Ende 2019 laufen die aktuellen Regelungen über die Bund-Länder-Finanzbeziehungen aus. Entgegen der Bezeichnung betreffen diese Bestimmungen aber auch massiv die Kommunen. Das ist in der aktuellen Diskussion indes (noch) unterbelichtet.
- Der Deutsche Städte- und Gemeindebund zu den Vorschlägen der Länder
Unser Bundesverband, der Deutsche Städte- und Gemeindebund (DStGB) berichtet über die Neuregelungsvorschläge und bewertet sie wie folgt:
Die 16 Bundesländer haben sich nun auf ein Reformmodell geeinigt. Danach soll der bisherige Länderfinanzausgleich zwischen „reichen“ und „armen“ Ländern abgeschafft und im Wesentlichen durch eine neue Umsatzsteuerverteilung ersetzt werden. Die 16 Regierungschefs und Regierungschefinnen der Länder fordern vom Bund ab dem Jahr 2020 jährlich knapp 9,7 Milliarden Euro, um das beschlossene neue Modell umsetzen und finanzieren zu können.
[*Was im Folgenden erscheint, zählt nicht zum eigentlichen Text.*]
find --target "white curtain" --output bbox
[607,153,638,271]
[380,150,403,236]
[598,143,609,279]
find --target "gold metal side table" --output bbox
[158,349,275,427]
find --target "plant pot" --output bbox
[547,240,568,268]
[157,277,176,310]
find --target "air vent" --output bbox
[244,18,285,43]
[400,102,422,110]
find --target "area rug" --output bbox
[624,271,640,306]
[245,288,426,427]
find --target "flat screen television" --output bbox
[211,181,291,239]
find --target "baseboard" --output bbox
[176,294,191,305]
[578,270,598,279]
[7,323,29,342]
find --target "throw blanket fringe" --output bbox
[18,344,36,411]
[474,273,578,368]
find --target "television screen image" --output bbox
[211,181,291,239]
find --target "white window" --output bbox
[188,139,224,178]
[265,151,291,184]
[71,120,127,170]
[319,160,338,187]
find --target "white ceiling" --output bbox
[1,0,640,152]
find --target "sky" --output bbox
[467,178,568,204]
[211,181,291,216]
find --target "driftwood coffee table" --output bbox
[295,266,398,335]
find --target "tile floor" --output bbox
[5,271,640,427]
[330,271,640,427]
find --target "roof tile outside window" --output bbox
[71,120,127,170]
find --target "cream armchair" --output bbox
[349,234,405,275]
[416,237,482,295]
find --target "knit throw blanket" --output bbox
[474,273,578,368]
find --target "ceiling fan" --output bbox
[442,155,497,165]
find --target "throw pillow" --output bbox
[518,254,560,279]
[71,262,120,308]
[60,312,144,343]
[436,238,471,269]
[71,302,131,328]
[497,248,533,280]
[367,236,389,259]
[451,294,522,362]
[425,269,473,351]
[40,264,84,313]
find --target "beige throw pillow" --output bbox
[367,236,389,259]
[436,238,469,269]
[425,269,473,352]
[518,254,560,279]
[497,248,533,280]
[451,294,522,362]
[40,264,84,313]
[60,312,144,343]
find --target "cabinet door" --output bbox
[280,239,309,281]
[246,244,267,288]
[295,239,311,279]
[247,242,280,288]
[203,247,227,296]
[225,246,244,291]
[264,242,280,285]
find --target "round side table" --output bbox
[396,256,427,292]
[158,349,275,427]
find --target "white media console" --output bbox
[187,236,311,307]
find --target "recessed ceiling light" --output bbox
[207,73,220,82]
Der Deutsche Städte- und Gemeindebund (DStGB) begrüßt, dass die Länder nun eine Einigung erzielt haben und fordert, diese Chance zu ergreifen und die wichtige Reform der föderalen Finanzbeziehungen zu einem Erfolg zu führen und umzusetzen. Diese bietet die Grundlage dafür, die großen Zukunftsherausforderungen unseres Landes anzugehen und zu meistern. Der Bund ist gefordert, das neue Modell finanziell auszustatten, zuletzt hatte er bereits 8,5 Milliarden Euro dafür angeboten. Dies ist wichtig, um gleichwertige Lebensverhältnisse überall im Land zu wahren, Zukunftsinvestitionen angehen zu können und die Migration zu einem Erfolg für unser Land zu machen.
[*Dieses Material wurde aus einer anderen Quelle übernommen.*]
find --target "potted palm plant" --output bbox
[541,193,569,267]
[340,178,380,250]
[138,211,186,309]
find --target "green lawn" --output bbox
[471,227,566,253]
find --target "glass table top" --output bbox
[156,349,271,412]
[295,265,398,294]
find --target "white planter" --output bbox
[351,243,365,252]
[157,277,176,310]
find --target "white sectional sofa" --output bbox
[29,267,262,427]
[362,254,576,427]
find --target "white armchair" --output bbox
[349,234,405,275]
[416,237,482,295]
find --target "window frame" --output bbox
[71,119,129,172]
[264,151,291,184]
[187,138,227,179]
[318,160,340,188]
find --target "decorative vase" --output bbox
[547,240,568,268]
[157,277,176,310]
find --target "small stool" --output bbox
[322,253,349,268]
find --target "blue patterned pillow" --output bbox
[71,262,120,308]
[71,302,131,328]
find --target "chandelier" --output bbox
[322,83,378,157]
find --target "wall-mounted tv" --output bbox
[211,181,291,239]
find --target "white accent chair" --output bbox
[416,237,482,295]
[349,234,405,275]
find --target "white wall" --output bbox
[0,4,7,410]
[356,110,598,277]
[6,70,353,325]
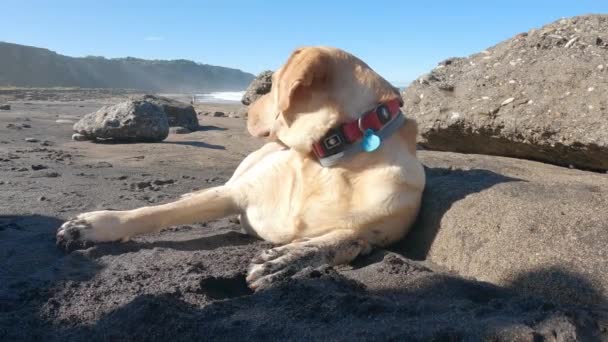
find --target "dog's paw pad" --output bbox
[56,218,93,253]
[247,246,326,290]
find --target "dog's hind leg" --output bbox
[247,229,371,289]
[57,186,240,251]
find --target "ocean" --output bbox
[194,91,245,103]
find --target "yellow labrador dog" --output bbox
[57,47,425,289]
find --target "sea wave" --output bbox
[194,91,245,102]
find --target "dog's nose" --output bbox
[247,125,270,138]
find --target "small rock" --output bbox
[437,82,454,91]
[500,97,515,106]
[40,171,61,178]
[169,127,192,134]
[241,70,273,106]
[72,133,89,141]
[152,179,175,185]
[31,164,49,171]
[130,181,152,190]
[93,162,113,169]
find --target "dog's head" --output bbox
[247,47,400,153]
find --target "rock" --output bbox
[72,99,169,142]
[72,133,90,141]
[241,70,273,106]
[31,164,49,171]
[135,95,198,132]
[398,151,608,305]
[169,127,192,134]
[403,15,608,171]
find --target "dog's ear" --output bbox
[277,49,329,112]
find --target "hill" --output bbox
[0,42,254,92]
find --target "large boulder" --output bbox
[141,95,198,131]
[241,70,273,106]
[74,99,169,142]
[403,15,608,171]
[396,151,608,305]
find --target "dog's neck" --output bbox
[312,98,404,166]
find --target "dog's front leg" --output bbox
[247,229,371,289]
[57,186,239,251]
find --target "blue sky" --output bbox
[0,0,608,85]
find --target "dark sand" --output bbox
[0,92,608,341]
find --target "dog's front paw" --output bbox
[247,243,330,290]
[56,210,126,252]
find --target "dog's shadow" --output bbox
[81,231,260,259]
[389,166,525,260]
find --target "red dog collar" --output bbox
[312,98,402,160]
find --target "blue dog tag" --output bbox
[361,129,382,152]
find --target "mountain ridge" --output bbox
[0,41,254,92]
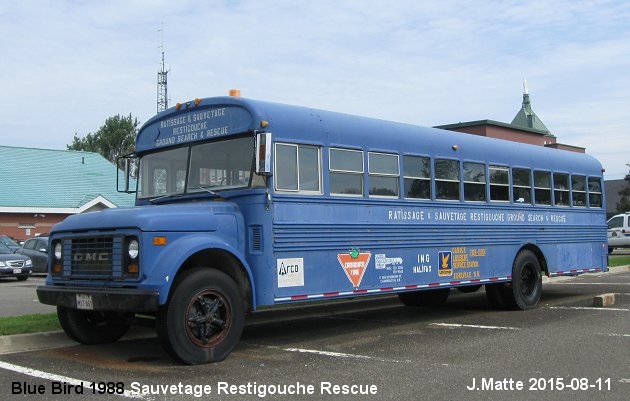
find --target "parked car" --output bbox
[16,237,48,273]
[0,235,20,252]
[0,243,32,281]
[608,212,630,253]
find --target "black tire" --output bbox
[398,288,451,307]
[57,306,129,344]
[157,267,245,365]
[510,250,542,310]
[457,285,481,294]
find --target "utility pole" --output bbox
[157,26,170,113]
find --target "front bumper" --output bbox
[36,285,160,313]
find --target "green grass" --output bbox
[0,313,61,336]
[608,255,630,267]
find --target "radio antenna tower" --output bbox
[157,26,170,113]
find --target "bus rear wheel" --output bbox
[57,306,130,344]
[511,250,542,310]
[398,288,451,306]
[157,268,245,365]
[486,249,542,310]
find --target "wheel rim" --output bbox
[521,263,537,297]
[185,290,232,348]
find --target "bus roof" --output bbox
[136,96,603,176]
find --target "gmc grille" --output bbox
[69,236,122,278]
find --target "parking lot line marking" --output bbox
[545,281,630,285]
[0,361,144,399]
[548,306,630,312]
[599,333,630,337]
[429,323,520,330]
[283,348,409,363]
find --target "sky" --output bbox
[0,0,630,179]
Mehreinnahmen der Länder im neuen Finanzausgleich müssen diese nicht zuletzt dazu einsetzen, um zu einer nachhaltig aufgabengerechten Finanzausstattung der Kommunen zu kommen. Dafür ist nun eine besondere Chance eröffnet. Die Stärkung der kommunalen Finanz- und Investitionskraft wird entscheidende Impulse für den Erfolg und die Zukunftsfähigkeit Deutschlands bringen. Darüber hinaus muss der Bund seine Zusage umsetzen, die Kommunen um 5 Milliarden Euro jährlich zu entlasten. Auf der Agenda muss zudem bleiben, dass die Gewerbesteuerumlage wieder abgesenkt wird.
Die Kommunen begrüßen, dass auch in dem gemeinsamen Reformmodell der Länder die sogenannten Entflechtungsmittel erhalten bleiben. Diese Mittel, zuletzt rund 2,6 Milliarden Euro jährlich, werden für den kommunalen Wohnungsbau, den Nahverkehr sowie Hochschulen ausgegeben. Dies sind wichtige Zukunftsaufgaben.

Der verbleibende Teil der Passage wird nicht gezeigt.